今回は、この本で学んだことをアウトプットとして記事に起こしたいと思います。

要求を書く

1. 要求には「範囲」がある

要求を書く際に最も重要な発見は、適切に表現された要求には「範囲」があるということでした。この「範囲」の概念は、以下の点で非常に重要です:

  • 抽象的な表現でありながら、実現したいことの具体的な範囲を示すことができる

  • この範囲が、そこに含まれるべき「仕様」の抽出を容易にする

2. 適切な要求の表現方法

要求の表現方法によって、その後の仕様化のプロセスが大きく変わることを学びました。以下は本書でも紹介されていた例です。

Before:「1 週間の天気予報を表示する」

After:「天気予報をネットから入手して、最初の 2 日分は時間単位で表示し、その後の 5 日分はそれぞれ1日単位で予報を表示する」

この例から分かるように、適切に表現された要求は:

  • より具体的な範囲を示している

  • 実現すべき機能の詳細を明確にしている

  • 仕様化のための手がかりを多く含んでいる

3. 動詞の重要性

要求の範囲が示され、その範囲の中の動きが動詞の形で表現されることで、その要求を満たすべき「仕様」が抽出されやすくなります。上記の例では:

  • 「入手する」

  • 「表示する」

といった動詞が使われています。
仕様とは、そこにある「動き」= 動詞に対して、具体的な制約や処理内容や選択肢などを記述したものなので、要求という振る舞いの中に含まれている「動き」をすべて表現してしまえば、必要な仕様をモレなく記述することができます。

4. 要求の理由を理解する

要求には必ず理由があります。この理由を理解し、要求と組み合わせることで、

  • 依頼者の真の意図が明確になる

  • 要求の表現をより適切に修正できる

例えば、「天気予報を表示する」という要求の理由が「外出の計画を立てやすくするため」だとすれば、単に予報を表示するだけでなく、外出に適した時間帯をハイライトするなどの機能を追加することで、より適切な要求表現に修正できるかもしれません。

5. 要求と理由のミスマッチに注意

要求と理由がフィットしない場合、以下のような問題が潜んでいる可能性が高いことを学びました。

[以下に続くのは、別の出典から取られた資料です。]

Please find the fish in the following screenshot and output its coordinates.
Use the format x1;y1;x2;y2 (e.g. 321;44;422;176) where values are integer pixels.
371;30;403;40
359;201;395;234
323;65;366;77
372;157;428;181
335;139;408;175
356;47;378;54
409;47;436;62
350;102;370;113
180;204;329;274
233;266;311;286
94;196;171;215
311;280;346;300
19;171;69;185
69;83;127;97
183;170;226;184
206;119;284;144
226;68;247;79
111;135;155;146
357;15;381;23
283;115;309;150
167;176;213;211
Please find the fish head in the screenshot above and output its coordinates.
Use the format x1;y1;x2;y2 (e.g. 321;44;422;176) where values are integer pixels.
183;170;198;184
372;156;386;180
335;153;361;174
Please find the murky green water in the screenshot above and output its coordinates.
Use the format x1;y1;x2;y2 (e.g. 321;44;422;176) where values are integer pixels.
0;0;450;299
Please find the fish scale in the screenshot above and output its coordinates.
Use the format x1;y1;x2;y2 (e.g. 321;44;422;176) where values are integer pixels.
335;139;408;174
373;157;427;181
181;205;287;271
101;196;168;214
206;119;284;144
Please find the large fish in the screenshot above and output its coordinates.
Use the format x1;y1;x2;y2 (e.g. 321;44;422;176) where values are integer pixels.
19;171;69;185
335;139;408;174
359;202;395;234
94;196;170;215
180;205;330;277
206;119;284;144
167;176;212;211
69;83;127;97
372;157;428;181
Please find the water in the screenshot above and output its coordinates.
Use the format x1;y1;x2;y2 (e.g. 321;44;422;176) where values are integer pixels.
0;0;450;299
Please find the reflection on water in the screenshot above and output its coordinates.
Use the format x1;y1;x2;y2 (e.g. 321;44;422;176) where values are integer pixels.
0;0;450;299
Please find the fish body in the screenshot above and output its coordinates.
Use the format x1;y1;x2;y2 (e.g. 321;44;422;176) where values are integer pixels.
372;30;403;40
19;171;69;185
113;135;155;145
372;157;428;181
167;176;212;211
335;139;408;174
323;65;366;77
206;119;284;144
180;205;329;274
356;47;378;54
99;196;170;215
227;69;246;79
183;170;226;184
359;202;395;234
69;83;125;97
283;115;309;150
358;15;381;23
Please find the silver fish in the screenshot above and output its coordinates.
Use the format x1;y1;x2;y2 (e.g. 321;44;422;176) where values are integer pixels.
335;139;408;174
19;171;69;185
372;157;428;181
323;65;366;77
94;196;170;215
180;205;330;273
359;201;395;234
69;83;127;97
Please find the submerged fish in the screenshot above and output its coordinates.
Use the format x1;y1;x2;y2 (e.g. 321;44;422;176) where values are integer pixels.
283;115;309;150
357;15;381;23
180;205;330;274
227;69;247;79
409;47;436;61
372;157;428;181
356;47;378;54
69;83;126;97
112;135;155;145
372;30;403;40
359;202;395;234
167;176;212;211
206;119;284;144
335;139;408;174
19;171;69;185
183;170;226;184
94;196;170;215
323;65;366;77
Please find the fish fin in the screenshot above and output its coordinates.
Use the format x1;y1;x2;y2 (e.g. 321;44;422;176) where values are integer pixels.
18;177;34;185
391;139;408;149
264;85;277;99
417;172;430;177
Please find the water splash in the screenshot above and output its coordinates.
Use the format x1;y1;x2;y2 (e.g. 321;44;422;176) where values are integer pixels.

  • 要求そのものが不純化しているか、要求の表現が適切でない

仕様を書く

1. 仕様の定義

  • 仕様とは、要求(実現してほしいこと)を満たすべき具体的な振る舞いの記述

  • 「仕様」であるということは、要求を発する側、要求を実現する側、実現したことを検証する側の間で、具体的であるという意味で合意できたものを指す

この定義から、仕様は単なる技術的な記述ではなく、関係者間のコミュニケーションツールとしても機能することがわかりました。

2. 仕様化のタイミング

仕様をいつ書くべきかについて、重要な洞察を得ました。

  • 適切な仕様化の方法を持っており、その技術に慣れているのであれば、仕様化は早い方が良い

  • 設計段階や実装段階でわかることでも、要求の仕様化の段階で明らかにすることで、多くのメリットが得られる

3. 早期仕様化のメリット

早期に仕様化することで、以下のようなメリットがあることを学びました。

  1. 仕様の項目数の見積もり値を調整するための実績データが得られる

    • これにより、プロジェクトの規模やコストの見積もりの精度が向上します。

  2. 仕様間の衝突にも速く気づくことができる

    • 早期に矛盾や問題点を発見し、解決することができる

  3. 仕様が見えたことで機能の実現に対するリスクが見える

    • 潜在的な技術的課題や実装の困難さを事前に把握できる

  4. 設計や実装のイメージができる

    • 開発者が具体的な実装方法を早期に検討できる

  5. 設計や実装の工程に入って実現方法に迷うことが減る

    • 明確な仕様があることで、開発の方向性が定まる

  6. 実装中に他の機能の仕様を確認することが容易になる

    • 機能間の整合性を保ちやすくなる

これらのメリットにより、早期仕様化に使った工数は、後の工程で十分に回収できることがわかりました。

4. 適切な仕様の書き方

仕様を書く際の重要なポイントとして、以下を学びました。

  • 否定表現などの曖昧な表現を避ける

例えば、以下のような仕様があったとします(本書で紹介されていた例です)。

不適切な例:
「データを処理しきれないときは、それ以上データを受信しない」

この仕様は曖昧で、具体的な動作が不明確です。これを以下のように改善できます。

改善例:
「データを処理しきれないときは、それ以上データの送信を一時中断するように要請する」

この改善により

  • 具体的な動作(送信の一時中断を要請する)が明確になります。

  • 前後の仕様を見ても、then と else の両方が明らかになり、わかりやすくなります。